AFRL researchers recently traveled to Hill Air Force Base, Utah, to demonstrate the Remote Access Nondestructive Evaluation (RANDE) system. Developed through a contracted effort with OC Robotics of Bristol, United Kingdom, RANDE is a flexible, robotic snake-arm tool that can reach into confined areas to perform required inspections, or simply look into tight spaces.
Typically, when military depot or field personnel perform routine inspections on hard-to-reach components such as the interior of aircraft wings, they first have to remove the wing, then remove additional structure within the wing so that inspectors can reach in with specialized equipment. With RANDE, the need to remove the wing for inspection can be eliminated. Instead, maintainers only need to remove the necessary external access panels and maneuver the snake arm through an access hole as small as three inches in diameter. This simplified process results in reduced maintenance hours — due to quicker inspection preparation — and eliminates the possibility of maintenance-induced damage from the pre-inspection processes.

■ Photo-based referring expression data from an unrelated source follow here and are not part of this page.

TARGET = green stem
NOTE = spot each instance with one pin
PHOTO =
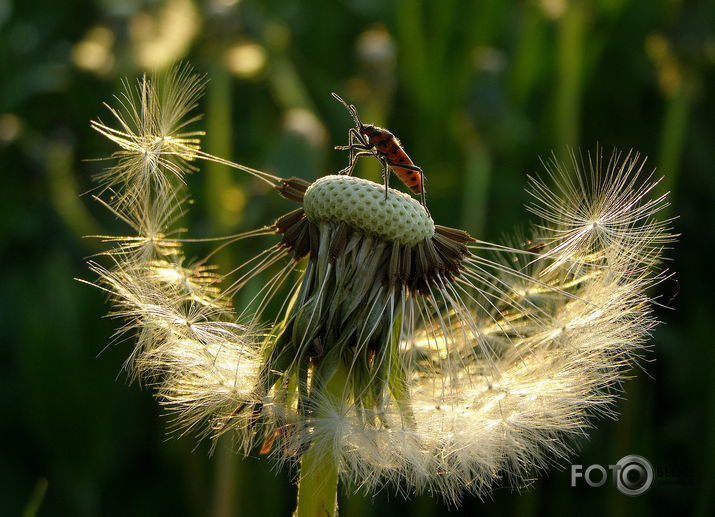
(318, 480)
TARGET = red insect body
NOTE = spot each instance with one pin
(366, 139)
(388, 145)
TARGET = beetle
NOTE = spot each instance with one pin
(367, 139)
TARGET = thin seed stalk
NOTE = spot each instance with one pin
(318, 478)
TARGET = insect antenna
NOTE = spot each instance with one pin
(351, 109)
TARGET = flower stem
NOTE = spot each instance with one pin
(318, 479)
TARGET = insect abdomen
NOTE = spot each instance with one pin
(387, 144)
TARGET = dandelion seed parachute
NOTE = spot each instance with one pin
(403, 351)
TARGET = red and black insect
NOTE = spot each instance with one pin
(366, 139)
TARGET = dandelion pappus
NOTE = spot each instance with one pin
(370, 140)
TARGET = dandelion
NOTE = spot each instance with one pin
(402, 352)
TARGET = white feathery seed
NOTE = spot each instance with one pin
(366, 344)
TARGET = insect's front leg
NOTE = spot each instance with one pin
(385, 174)
(357, 146)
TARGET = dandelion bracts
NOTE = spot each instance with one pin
(379, 343)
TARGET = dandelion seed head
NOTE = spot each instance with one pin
(407, 353)
(361, 204)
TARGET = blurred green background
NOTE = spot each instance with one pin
(477, 91)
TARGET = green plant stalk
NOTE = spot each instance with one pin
(674, 131)
(318, 478)
(571, 37)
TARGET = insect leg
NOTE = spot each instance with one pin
(386, 174)
(356, 142)
(348, 169)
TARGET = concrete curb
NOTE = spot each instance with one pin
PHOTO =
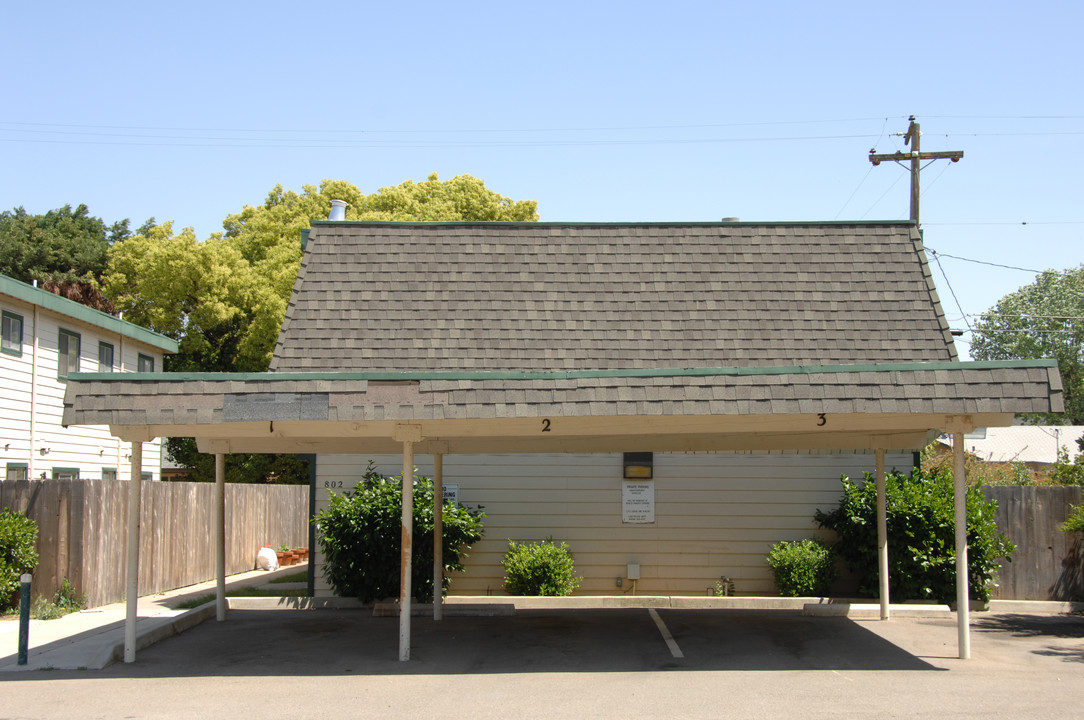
(872, 611)
(156, 633)
(1030, 606)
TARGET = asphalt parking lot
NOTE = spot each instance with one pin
(579, 663)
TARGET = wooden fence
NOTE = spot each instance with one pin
(1047, 564)
(82, 531)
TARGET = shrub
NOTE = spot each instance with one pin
(805, 567)
(1075, 521)
(18, 537)
(539, 568)
(920, 536)
(66, 600)
(361, 535)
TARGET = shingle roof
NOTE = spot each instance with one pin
(575, 296)
(911, 388)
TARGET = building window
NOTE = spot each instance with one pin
(68, 351)
(12, 342)
(104, 358)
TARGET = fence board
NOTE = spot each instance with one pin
(82, 531)
(1047, 563)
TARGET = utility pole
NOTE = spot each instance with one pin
(913, 138)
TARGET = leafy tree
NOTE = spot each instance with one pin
(18, 541)
(224, 298)
(64, 251)
(1041, 320)
(540, 568)
(360, 536)
(921, 536)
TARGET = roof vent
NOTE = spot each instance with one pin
(338, 210)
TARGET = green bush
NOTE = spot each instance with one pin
(18, 537)
(1075, 521)
(361, 534)
(66, 600)
(801, 568)
(921, 544)
(539, 568)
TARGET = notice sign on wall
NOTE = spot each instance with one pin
(637, 502)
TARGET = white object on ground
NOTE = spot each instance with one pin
(267, 560)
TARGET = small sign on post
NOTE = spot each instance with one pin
(637, 502)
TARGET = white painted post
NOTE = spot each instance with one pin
(959, 498)
(220, 536)
(881, 536)
(133, 524)
(408, 539)
(438, 536)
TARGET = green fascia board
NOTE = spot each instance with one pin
(571, 374)
(90, 316)
(676, 223)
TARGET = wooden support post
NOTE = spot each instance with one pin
(405, 562)
(220, 536)
(881, 537)
(959, 499)
(133, 522)
(438, 536)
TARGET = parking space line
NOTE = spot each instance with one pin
(671, 643)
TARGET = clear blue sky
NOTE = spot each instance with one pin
(599, 111)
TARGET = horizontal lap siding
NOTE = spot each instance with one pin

At the end of the snake arm is a multi-axis maneuverable head that includes multiple lights, small cameras, and a port to which inspectors can easily attach a variety of interchangeable nondestructive inspection tools, including eddy current probes. The system is easily portable and can be wheeled to the inspection area for quick setup and use. A laptop computer records the full robotic motion, video camera images, and inspection data; as the robotic arm is easily maneuvered with the use of a familiar joystick game controller.